Amur honeysuckle is an invasive bush type plant that can be spotted very commonly in Ohio. It has dark green leaves that are oppositely arranged and taper to a point at their ends. The bark of the bush often has deep grooves within it, making it easily identifiable. It flowers in the spring, with white flowers that cover the plant. Amur honeysuckle was originally introduced from China and Korea (Go Botany).

 

 

Common reed grass (Phragmites australis)

Reed grasses are most often found waterside, whether that be on the edge of a lake, stream, fen, or marsh. These reeds can reach heights of 5 to 17 inches tall, and have feathery clusters at the top of their slender, and stiff stems. The reeds have been harvested for years for various uses including arrows and basket weaving (Britannica).

 

 

Japanese knotweed (Polygonum cuspidatum)

The leaves of Japanese knotweed are broad and ovately shaped. It blooms very small white flowers between the months of August and September. Japanese knotweed can grow nearly 15 feet tall and it recognizable by its “bamboo-like” stems. It spreads very quickly and thrives in disturbed areas.
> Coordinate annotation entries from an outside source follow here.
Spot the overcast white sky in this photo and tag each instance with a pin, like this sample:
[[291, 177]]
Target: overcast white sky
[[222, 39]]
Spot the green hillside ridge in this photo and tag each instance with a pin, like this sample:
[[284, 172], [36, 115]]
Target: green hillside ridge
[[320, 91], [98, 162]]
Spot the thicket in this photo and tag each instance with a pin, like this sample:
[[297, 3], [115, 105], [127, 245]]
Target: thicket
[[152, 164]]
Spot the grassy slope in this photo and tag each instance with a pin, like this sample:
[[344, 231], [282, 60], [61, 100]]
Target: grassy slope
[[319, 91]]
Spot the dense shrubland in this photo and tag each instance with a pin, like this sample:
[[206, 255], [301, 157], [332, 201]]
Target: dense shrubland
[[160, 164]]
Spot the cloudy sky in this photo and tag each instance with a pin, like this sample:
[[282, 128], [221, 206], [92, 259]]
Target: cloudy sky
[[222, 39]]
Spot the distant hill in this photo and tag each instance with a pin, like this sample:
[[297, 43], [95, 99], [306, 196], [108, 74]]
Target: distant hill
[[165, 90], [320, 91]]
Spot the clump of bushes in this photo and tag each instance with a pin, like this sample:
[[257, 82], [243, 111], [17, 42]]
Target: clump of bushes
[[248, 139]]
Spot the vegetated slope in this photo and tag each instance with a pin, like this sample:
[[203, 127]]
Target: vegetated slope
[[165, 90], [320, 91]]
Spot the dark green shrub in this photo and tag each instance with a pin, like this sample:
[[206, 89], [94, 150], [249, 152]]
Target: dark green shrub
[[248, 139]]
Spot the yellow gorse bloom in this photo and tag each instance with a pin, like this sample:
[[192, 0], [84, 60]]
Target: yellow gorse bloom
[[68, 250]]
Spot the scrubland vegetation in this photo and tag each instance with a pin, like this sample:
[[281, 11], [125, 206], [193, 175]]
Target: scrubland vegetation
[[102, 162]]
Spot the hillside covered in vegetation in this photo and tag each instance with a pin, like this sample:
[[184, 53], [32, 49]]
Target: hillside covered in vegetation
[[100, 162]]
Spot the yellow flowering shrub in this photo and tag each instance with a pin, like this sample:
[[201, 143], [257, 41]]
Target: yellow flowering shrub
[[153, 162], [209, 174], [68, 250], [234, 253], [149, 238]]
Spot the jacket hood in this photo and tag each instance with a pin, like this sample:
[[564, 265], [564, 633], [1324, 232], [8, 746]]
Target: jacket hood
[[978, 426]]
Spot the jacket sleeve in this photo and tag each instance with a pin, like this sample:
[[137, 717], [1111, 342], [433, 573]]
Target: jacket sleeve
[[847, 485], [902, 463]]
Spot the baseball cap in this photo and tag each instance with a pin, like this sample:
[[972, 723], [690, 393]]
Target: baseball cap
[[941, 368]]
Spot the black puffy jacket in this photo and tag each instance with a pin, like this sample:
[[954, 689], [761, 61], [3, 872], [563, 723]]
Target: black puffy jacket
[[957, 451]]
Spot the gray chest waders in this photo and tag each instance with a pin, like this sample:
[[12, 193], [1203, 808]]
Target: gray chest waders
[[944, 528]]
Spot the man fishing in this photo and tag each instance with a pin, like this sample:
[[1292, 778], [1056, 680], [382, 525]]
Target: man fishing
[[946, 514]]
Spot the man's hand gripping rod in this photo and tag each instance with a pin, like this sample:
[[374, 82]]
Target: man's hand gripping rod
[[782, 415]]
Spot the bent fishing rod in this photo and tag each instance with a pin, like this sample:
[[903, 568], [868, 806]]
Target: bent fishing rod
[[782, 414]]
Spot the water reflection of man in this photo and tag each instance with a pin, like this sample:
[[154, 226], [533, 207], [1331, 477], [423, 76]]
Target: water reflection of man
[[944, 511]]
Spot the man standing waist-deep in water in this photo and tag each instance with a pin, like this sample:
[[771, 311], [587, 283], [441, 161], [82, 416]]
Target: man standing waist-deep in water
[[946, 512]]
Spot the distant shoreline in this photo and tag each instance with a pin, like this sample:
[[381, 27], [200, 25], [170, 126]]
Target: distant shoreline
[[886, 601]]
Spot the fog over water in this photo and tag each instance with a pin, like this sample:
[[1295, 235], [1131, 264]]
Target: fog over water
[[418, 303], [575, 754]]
Japanese knotweed was introduced from eastern Asia back in the 1800s (NY Invasive Species).

 

 

Japanese Honeysuckle (Lonicera japonica)

Japanese honeysuckle is a very fast growing plant that winds itself around other plants. By doing so, it can kill the other plants, shrubs, and saplings it twines itself around. The leaves are oppositely arranged and entire on the margin. Japanese honeysuckle was introduced on Long Island, New York in 1806 (Invasive.org)

 

 

Part 3: Four Substrate Associated Species

 

Red-cedar (Juniperus virginiana)

Found in drier limestone rich and limy areas, where the limestone is generally found just beneath the ground, (Forsyth, 1971).

 

Blue ash (Fraxinus quadrangulata)

Present in high lime and limestone areas, according to Forsyth (Forsyth, 1971).

 

 

Hophornbeam (Ostrya virginiana)

Generally found in limestone or limy substrates, according to Forsyth (Forsyth, 1971).

 

Redbud (Cersis canadensis)

Forsyth says these are present in limestone and high lime substrates (Forsyth, 1971).